We found that the readout of orientation is most accurate during the transient phase of the neural response. The decoding performance rose sharply after trial onset with a latency of 77.5 ± 4.1 ms (75% of the peak performance; Figs. 1B,C, 2A). This means that the decoder achieved 75% of the peak performance using the spikes in the time bin between 30 and 80 ms after stimulus onset. On average, the peak performance was reached after 120.0 ± 19.0 ms (Fig. 2B). After this, the performance typically decayed until the end of the trial (Fig. 1B,C): In 30 of 34 datasets, the decoder achieved the best discrimination performance during the initial transient phase of the neural response (90–130 ms). During this time window, the relative performance compared with the sustained response (300–400 ms) was 125.9 ± 9.2% (Fig. 2C). An additional peak in decoding performance during the off-response at the end of each trial was present in 3 of 17 sessions (data not shown).
Both the difference between the orientations of the gratings (Δθ) and the contrast had an effect on the latency of the population readout and its overall performance: The latency decreased with increasing Δθ (Fig. 2D; two-way ANOVA on latencies with factors Δθ and contrast; main effect of Δθ, p = 0.021) and with increasing contrasts (Fig. 2A; Spearman's rank correlation: −0.63, p < 0.001). Similarly, the decoder achieved higher performance at higher contrasts, both on average (Fig. 1C,E) and in 15 of 17 sessions individually (Fig. 2E, binomial test, p < 0.001), and classification performance was highest for orthogonal gratings (Fig. 1D,E).

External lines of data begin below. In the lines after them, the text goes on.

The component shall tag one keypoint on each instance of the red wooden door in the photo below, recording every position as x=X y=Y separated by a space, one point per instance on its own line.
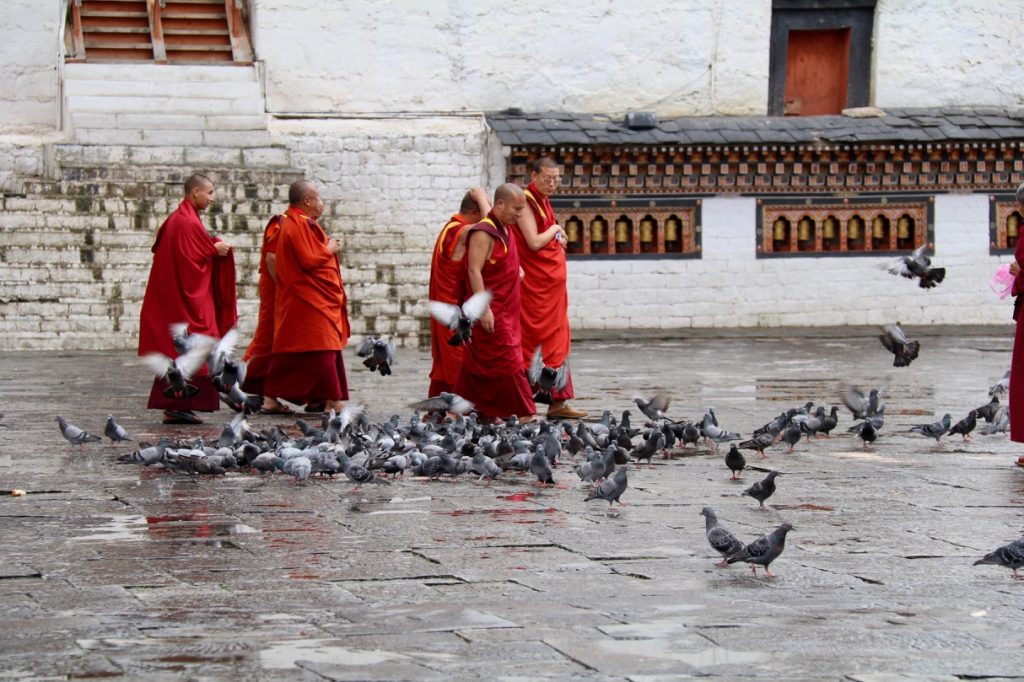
x=817 y=64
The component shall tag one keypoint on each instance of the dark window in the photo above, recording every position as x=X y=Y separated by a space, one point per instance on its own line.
x=820 y=59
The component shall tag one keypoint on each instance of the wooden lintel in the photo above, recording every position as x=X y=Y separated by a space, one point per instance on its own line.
x=157 y=32
x=242 y=50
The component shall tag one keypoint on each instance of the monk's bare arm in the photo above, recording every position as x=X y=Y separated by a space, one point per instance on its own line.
x=536 y=242
x=480 y=247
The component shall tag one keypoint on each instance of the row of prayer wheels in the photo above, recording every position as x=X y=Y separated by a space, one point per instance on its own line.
x=650 y=237
x=858 y=237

We next changed the size of the time window used to count the input spikes for the decoder to study the timescale necessary to reliably discriminate two orientations based on the population response. In addition, we asked whether a decoder that can count spikes over hundreds of milliseconds outperforms one that can count spikes only in a small time window of tens of milliseconds. We found that an instantaneous readout based on the spikes in a small time window of tens of milliseconds is sufficient to achieve good decoding performance. Specifically, the relative performance was hardly changed if the duration of the integration window was shortened to 30 ms or extended to 70 ms (Fig. 3A; relative performance, 92 and 105%, respectively). Using an integration window of only 10 ms, the decoder still achieved a relative performance of 67% on average. We explicitly tested whether the readout could be improved by accumulating spikes over longer periods of time (cumulative decoder; see Materials and Methods). We found that the instantaneous decoder with an integration window of 50 ms achieved a relative performance of 78.7 ± 2.1% compared with the cumulative decoder across the whole trial (Fig. 3B, dark). For comparison, an instantaneous readout of single neurons achieved only 34.6 ± 0.8% relative performance compared with the cumulative one (Fig. 3B, light).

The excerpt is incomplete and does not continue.